Goodtables is a free online service for tabular data validation, developed by the Frictionless Data team of the Open Knowledge Foundation. This open source tool will check basic structural errors such as blank or duplicate rows, duplicate headers, whether all rows have the same number of columns, etc. The data can be validated by providing a URL to the file (e.g. link to GitHub repository) or by uploading a file. Several formats are admitted: csv, excel, LibreOffice, Data Package, etc. Besides, a data schema can be uploaded to enable further checks, such as whether the data type (e.g. date), format (e.g. YYYY-MM-DD) and possible data constrains (e.g. no later than 2000-01-01) are respected. Documentation about the tool is available at: http://docs.goodtables.io/index.html

DataWiz Knowledge Base

The knowledge base’s of the DataWiz is a complete RDM guideline for Psychology research to support or complement the use of the DataWiz data management tool. The content is structured in three sections: before, during and after data collection & analysis. The first section covers data management planning as well as the various legal and ethical aspects related to data management. The second section focuses on best practices and tips for handling and documenting data during research. Finally, the last section focuses on how to share and preserve data at the end of the project.
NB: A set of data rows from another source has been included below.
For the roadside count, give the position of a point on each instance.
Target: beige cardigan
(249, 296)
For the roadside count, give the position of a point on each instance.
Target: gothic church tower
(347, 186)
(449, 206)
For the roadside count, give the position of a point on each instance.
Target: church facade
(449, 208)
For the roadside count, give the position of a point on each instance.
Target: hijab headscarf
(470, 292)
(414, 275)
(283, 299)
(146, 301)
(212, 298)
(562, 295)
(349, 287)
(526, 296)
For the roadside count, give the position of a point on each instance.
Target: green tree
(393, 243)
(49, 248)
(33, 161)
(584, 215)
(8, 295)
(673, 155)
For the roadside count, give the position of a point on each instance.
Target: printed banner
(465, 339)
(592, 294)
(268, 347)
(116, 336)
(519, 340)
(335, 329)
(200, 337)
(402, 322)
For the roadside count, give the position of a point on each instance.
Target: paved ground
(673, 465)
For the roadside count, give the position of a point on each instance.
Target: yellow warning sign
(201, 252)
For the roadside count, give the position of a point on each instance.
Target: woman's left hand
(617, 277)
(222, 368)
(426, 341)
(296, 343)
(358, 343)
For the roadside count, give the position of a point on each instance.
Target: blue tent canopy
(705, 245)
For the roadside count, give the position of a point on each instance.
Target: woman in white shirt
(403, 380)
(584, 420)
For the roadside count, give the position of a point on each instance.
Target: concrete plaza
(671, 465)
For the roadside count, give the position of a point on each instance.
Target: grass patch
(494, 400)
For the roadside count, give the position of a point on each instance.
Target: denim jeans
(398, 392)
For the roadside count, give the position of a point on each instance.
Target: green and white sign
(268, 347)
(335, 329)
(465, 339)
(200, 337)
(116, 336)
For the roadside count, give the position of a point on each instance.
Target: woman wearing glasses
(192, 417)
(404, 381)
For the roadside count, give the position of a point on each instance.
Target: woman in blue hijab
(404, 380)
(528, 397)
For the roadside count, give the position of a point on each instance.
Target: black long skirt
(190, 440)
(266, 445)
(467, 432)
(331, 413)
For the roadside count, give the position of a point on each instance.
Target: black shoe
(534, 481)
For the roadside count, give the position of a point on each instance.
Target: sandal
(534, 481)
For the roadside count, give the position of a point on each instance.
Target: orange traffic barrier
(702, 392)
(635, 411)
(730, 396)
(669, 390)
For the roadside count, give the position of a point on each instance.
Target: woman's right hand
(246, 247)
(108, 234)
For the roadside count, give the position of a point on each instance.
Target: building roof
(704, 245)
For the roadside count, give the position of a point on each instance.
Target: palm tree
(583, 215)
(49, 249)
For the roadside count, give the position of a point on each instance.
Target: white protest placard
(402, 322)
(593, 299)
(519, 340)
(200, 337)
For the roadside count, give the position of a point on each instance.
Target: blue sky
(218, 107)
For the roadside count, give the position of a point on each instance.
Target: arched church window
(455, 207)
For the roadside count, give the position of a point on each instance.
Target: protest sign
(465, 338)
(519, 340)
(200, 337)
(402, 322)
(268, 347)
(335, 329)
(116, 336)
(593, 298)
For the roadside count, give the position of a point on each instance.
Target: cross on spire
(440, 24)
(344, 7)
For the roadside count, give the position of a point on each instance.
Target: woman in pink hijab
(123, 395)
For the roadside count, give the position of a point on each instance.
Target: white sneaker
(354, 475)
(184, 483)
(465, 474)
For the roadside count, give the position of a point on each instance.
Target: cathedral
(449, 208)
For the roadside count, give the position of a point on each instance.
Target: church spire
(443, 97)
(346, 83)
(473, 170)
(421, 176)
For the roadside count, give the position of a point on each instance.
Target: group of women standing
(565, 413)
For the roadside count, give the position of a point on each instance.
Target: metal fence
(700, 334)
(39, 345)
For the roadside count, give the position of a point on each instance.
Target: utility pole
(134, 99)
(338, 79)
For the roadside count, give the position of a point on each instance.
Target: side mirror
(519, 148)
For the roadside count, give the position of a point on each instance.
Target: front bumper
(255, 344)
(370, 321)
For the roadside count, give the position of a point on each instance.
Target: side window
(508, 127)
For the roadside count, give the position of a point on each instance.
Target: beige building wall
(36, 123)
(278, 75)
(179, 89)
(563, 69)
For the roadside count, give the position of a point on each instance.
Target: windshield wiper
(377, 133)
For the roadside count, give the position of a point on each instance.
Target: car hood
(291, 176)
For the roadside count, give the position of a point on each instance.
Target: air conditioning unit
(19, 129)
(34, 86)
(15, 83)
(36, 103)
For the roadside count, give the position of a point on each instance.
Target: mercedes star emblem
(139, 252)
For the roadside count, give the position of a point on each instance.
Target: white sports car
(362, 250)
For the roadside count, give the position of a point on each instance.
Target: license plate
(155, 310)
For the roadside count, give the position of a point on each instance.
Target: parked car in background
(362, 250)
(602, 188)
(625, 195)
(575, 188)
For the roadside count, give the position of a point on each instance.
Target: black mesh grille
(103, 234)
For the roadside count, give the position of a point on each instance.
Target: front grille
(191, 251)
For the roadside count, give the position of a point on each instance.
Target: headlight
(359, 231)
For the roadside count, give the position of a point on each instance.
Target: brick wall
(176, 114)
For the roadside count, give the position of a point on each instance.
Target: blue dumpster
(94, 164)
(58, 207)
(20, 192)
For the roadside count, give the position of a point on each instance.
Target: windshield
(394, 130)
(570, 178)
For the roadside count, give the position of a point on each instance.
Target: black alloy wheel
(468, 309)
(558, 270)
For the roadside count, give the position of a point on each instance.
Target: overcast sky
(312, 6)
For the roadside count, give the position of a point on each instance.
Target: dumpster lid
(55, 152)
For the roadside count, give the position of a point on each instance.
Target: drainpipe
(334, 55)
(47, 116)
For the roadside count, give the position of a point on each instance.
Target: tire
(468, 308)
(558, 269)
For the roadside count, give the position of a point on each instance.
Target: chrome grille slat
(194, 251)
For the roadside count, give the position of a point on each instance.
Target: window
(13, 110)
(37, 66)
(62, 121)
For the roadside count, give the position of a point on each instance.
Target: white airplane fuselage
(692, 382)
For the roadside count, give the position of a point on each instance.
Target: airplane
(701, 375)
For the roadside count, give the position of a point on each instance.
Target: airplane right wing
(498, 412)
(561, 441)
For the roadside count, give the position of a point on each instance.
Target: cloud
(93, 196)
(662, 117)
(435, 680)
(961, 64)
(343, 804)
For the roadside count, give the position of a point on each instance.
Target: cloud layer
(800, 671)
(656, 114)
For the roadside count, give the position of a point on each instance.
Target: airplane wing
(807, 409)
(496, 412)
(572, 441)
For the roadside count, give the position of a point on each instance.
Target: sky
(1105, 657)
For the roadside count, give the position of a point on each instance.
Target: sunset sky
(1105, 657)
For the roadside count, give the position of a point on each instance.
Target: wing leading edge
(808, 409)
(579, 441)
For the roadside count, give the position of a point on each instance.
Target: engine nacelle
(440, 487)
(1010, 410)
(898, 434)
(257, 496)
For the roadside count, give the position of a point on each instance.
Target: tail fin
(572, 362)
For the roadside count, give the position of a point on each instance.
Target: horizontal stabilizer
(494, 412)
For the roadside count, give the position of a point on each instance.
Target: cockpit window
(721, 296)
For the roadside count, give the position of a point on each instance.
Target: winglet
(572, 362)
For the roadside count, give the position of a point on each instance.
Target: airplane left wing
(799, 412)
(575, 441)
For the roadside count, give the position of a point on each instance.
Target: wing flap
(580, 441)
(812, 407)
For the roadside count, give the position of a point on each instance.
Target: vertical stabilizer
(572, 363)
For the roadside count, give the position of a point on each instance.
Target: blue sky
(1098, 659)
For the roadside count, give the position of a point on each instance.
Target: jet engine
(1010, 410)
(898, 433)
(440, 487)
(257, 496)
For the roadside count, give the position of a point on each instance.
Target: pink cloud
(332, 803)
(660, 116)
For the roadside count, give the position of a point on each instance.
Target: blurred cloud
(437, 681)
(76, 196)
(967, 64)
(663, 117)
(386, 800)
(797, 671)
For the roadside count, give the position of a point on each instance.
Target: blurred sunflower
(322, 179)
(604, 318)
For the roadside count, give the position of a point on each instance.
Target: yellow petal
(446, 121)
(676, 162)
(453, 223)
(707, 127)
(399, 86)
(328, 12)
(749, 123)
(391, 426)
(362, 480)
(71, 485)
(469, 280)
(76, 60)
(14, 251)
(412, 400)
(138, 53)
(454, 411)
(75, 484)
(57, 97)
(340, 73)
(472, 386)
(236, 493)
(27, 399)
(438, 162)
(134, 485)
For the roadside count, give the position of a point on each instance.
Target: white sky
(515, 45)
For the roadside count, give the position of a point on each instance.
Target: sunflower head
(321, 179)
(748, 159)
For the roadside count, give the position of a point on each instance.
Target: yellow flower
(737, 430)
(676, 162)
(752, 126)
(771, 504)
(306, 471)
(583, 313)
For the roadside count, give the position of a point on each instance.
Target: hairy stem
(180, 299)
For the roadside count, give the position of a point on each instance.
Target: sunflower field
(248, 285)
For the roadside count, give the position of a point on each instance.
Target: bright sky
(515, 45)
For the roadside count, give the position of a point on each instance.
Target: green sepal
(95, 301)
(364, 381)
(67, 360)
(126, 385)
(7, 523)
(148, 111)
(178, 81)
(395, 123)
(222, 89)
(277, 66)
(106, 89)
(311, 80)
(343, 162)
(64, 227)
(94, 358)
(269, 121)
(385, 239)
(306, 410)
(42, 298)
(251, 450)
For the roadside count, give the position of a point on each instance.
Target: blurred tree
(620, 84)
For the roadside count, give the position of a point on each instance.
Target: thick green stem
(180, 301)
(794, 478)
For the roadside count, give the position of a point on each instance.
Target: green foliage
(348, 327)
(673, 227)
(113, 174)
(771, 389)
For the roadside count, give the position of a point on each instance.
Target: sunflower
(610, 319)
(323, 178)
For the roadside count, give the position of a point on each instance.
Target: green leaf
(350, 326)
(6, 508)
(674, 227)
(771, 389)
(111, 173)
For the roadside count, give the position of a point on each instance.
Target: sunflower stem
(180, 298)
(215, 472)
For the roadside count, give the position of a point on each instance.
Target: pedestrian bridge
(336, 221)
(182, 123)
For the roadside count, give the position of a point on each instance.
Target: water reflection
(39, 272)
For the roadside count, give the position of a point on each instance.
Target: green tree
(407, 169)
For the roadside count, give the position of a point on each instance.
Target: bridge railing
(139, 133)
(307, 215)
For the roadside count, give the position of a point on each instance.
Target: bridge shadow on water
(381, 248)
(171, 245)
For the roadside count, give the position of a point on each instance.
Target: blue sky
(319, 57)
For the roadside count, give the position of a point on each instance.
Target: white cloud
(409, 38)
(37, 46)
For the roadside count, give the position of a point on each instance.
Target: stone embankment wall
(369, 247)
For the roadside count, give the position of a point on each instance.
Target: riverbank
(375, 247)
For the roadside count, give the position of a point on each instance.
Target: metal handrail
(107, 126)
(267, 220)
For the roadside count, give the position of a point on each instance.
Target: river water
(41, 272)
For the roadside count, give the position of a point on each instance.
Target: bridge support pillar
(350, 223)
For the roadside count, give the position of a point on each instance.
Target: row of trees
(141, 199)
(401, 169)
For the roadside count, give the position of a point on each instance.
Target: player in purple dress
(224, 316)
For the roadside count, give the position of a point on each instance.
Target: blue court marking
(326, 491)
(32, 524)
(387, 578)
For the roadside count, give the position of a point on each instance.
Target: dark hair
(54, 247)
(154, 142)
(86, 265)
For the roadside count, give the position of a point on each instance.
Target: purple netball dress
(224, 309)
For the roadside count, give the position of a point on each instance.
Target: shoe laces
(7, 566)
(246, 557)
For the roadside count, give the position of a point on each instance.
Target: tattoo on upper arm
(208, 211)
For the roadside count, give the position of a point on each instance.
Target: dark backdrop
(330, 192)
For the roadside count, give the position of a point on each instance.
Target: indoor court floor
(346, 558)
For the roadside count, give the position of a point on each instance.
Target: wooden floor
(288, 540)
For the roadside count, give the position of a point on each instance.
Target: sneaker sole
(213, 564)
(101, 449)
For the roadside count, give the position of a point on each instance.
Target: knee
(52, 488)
The R workshops and the R café

Utrecht University organises regular workshops to teach R basics: data handling and visualisation, and making research reproducible with R and R Markdown. The R Café has a more informal set-up, where researchers with R programming skills can meet and learn from each other, or from prepared exercises.

Data Cleaning with Open Refine for Ecologists

Data Carpentry has developed this course of data pre-processing with Open Refine, an open tool to work with data. The course covers several topics such as error correction and data formatting and harmonization.

Version control tools & techniques handout

The Massachusetts Institute of Technology (MIT) has developed a series of file organization handouts. The handout for version control briefly summarise different techniques for version control and provides an overview of the main differences between automatic change log platforms and tools.

Version control with Git course

This course prepare by the Software Carpentry guides through how Git (and GitHub) can be used to manage versions during a project. It starts with the basics (setting up Git and creating a repository), and follows with practical guidelines to track changes, collaborate or resolve conflicts. It has also dedicated sections about the impact of version control on Open Science, licensing and citations.

Guidelines and examples of transcription of qualitative data

The UK Data Service has compiled a set of instructions and best practices to transcribe qualitative data from interviews. This guide seeks to provide advice to ensure methodological consistency and to increase the shareability and reuse of qualitative research data. It provides links to further instructions, examples and a template transcriber confidentiality agreement.

Data processing recommendations for Social Sciences

The CESSDA (Consortium of European Social Science Data Archives) Data Management Expert guide provides a specific chapter about processing data, which includes tips and examples on topics such as quantitative and qualitative coding, adequate weights of survey data and data quality assurance.